講演情報
[SY08-1]遺族ケアの実践から考える「死で終わらない生」とACPの再解釈
細田 亮 (医療法人社団豊寿会 はもれびクリニック)
2008年4月 国立病院機構東京医療センター初期臨床研修医
2010年4月 国立病院機構東京医療センター血液内科
2015年4月 くぬぎ山ファミリークリニック院長
2021年11月 はもれびクリニック院長
2010年4月 国立病院機構東京医療センター血液内科
2015年4月 くぬぎ山ファミリークリニック院長
2021年11月 はもれびクリニック院長
在宅医療の現場において、私たちはこれまで、患者の死にゆく過程を支援することを主眼にし、結果として多くの看取りに関わってきた。
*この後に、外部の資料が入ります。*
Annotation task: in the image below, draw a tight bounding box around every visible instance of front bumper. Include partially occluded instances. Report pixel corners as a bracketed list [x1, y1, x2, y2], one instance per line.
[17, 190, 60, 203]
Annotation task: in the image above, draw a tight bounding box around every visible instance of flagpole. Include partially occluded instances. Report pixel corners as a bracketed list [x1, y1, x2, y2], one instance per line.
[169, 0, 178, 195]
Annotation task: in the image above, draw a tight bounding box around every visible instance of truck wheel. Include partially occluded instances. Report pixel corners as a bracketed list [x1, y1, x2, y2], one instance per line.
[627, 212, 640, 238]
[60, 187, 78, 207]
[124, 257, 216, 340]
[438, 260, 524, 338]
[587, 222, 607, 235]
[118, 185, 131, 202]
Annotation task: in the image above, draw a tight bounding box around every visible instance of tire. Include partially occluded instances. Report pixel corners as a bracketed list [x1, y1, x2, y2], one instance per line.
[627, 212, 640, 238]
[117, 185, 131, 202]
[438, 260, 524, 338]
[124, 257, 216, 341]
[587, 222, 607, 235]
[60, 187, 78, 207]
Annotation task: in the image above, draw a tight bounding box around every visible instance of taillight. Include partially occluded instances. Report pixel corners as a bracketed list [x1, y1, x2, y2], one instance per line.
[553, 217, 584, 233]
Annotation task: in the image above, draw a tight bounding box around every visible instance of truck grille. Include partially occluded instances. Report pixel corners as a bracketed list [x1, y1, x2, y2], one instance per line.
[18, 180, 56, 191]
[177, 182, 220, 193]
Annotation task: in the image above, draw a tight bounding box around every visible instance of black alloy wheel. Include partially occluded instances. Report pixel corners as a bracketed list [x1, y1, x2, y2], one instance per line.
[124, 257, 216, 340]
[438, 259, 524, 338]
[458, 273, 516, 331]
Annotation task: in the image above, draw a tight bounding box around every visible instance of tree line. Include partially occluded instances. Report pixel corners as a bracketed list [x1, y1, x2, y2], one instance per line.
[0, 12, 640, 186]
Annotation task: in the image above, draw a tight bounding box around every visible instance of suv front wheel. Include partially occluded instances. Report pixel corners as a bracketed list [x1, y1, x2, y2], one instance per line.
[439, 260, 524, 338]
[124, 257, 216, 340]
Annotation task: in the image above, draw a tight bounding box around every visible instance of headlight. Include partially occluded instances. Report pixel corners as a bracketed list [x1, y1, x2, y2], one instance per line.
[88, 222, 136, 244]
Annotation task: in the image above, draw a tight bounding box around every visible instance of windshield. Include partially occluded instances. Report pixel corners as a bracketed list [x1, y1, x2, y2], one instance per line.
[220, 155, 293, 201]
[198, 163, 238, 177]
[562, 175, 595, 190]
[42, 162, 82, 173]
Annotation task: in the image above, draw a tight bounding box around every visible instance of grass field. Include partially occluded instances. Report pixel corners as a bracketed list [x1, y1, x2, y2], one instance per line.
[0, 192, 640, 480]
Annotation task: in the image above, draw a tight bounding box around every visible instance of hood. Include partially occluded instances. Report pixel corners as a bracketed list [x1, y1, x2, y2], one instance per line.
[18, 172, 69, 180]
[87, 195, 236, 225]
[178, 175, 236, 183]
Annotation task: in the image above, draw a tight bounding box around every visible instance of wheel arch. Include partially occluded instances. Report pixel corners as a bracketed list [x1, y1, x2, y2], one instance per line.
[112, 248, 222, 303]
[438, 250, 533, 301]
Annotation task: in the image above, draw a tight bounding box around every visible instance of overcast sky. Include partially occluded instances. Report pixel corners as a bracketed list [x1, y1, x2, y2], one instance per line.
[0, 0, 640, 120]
その中で、患者が亡くなった後、家族がどのように生きていくのか、患者が家族の中でどのように語られ、位置づけられていくのかに関心を持つようになり、臨床の延長として遺族ケアに取り組んできた。 具体的には、遺族訪問に加え、年に1回の遺族会を継続的に開催している。遺族と当院スタッフが故人の思い出を語り合ったり、初めて顔を合わせる遺族同士が介護や看取りの体験を共有したりする場となっている。そのほか、生前の遺影撮影や、患者の歩みを振り返る人生史DVDの作成などにも取り組んできた。 また、地域におけるACP普及の取り組みとして、命や死生観をテーマに楽曲制作を行うミュージシャンを招き、市民ホールでコンサートと対談を行い、市民とファンが入り混じって死生観について考えるイベントも開催した。 これらの実践は、いずれも制度化された「医療行為」ではなく、在宅医療の枠を超えていると捉えられる側面もあるが、患者と家族に深く関わる中で、臨床家として気の赴くまま自然と生まれてきた取り組みであった。 これらの経験から、ACPは患者本人の意思決定にとどまらず、将来遺族となる人々の思いや、その後に続く悲嘆とレジリエンスを含むプロセスとして捉えられる必要があると感じている。患者は亡くなった後も、家族の語りや記憶、日々の選択の中で生き続けており、そこには「死で終わらない生」が確かに存在している。本シンポジウムでは、遺族ケアの実践を手がかりに、ACPの新たな捉え方について共有したい。